People say that Trekkies are fanatics. These same people tend to forget how fanatical a great many sports fans can be.

So what makes an Asshole an Asshole?

My armchair theory: these are the people with a need to feel powerful, to feel like they have an effect on the universe. You can have an effect on the universe by either creating something or destroying something.

It’s much easier to destroy something. (I think this is similar to why kids bully other kids.)

As noted, the alcohol and the encouraging mob help to obscure the Asshole’s fears/inhibitions. But I think it has to start with an internal desire for puissance.

Well, in some parts of the world, political rallies often turn into riots. And the political movements of the 30s had plenty of that sort of stuff.

When you get a critical mass of political violence, you get assholes to join political parties/paramilitaries because they think the violence is fun, not because they care so much about politics.

Political rallies are usually sponsored by somebody–typically a candidate or a committee or a party. The sponsor will arrange the venue in advance and probably take security precautions–limiting alcohol and keeping an eye out for trouble-makers.
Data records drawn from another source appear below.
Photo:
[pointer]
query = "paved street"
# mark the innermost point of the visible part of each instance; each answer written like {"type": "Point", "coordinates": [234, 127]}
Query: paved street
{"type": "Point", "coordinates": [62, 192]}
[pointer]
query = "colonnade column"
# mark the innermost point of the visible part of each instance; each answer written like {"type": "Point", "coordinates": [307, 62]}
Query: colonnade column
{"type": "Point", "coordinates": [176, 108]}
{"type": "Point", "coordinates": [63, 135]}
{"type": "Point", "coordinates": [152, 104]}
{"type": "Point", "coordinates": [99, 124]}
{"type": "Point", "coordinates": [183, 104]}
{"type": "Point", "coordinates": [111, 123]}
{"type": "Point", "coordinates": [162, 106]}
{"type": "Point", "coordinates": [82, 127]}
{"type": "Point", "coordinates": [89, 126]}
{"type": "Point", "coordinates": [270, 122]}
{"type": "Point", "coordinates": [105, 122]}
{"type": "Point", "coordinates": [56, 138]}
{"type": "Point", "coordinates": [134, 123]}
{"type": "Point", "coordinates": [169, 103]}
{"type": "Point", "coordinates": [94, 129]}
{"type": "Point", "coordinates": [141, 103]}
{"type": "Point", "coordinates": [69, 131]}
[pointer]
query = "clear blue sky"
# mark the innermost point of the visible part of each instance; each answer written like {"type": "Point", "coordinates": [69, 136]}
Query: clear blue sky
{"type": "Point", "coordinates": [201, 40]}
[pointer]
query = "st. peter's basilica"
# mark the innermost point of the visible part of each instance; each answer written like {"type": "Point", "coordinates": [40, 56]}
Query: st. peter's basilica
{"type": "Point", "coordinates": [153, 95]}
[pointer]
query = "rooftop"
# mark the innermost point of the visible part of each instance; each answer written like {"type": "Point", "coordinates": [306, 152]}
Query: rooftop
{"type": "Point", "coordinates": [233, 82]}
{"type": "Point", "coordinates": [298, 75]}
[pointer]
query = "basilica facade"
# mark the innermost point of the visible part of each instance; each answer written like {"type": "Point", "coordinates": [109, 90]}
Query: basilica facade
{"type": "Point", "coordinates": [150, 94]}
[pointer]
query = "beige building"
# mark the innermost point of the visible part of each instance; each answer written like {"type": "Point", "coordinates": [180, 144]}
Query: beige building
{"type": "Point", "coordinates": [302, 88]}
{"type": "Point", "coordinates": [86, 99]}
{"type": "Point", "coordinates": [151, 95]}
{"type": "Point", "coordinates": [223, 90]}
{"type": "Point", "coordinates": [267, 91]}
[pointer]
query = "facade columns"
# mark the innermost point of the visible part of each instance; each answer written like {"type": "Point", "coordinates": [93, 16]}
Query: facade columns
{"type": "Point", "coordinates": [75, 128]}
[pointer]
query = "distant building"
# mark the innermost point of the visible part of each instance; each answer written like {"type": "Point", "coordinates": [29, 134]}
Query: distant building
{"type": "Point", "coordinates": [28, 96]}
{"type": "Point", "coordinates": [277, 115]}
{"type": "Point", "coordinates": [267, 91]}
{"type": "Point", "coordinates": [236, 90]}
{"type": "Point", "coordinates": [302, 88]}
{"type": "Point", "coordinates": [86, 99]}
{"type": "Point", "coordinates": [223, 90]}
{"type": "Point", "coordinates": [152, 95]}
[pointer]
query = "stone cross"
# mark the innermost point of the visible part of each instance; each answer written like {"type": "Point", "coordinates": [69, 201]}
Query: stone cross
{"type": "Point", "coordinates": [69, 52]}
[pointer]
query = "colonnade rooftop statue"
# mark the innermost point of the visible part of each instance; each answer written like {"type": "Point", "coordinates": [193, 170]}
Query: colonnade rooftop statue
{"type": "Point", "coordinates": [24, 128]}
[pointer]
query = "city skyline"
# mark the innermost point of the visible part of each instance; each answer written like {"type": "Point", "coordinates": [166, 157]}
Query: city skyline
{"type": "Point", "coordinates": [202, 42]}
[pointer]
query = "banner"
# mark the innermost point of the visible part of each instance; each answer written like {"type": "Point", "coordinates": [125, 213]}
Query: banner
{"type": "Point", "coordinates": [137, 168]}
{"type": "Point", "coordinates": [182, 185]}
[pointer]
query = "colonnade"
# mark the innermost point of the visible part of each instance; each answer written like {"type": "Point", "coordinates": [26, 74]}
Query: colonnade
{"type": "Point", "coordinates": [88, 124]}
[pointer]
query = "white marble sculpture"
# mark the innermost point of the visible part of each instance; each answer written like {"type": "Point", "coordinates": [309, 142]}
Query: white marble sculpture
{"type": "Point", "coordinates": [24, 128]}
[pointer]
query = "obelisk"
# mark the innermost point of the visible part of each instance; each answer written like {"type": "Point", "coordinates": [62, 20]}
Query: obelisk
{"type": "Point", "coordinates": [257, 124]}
They know that the absolute worst thing that can happen is for supporters to get out of control–nobody wants to see a headline “Obama Supporters Trash Downtown Street in Drunken Celebration”.

(Even so, political rallies do sometimes get out of control; in the sleepy suburban town in which I live, the 1989 mayoral election was marred by a “victory parade” which turned into a drunken melee in which five people were hospitalized.)

By way of analogy, when the Bulls were winning championships in the 1990’s, we never had any problem at the officially sanctioned victory celebrations in Grant Park. The problem was the night of the games, when people would spill out of bars for impromptu parties in the streets, and drink, and celebrate, and drink, and pretty soon police cars were being overturned.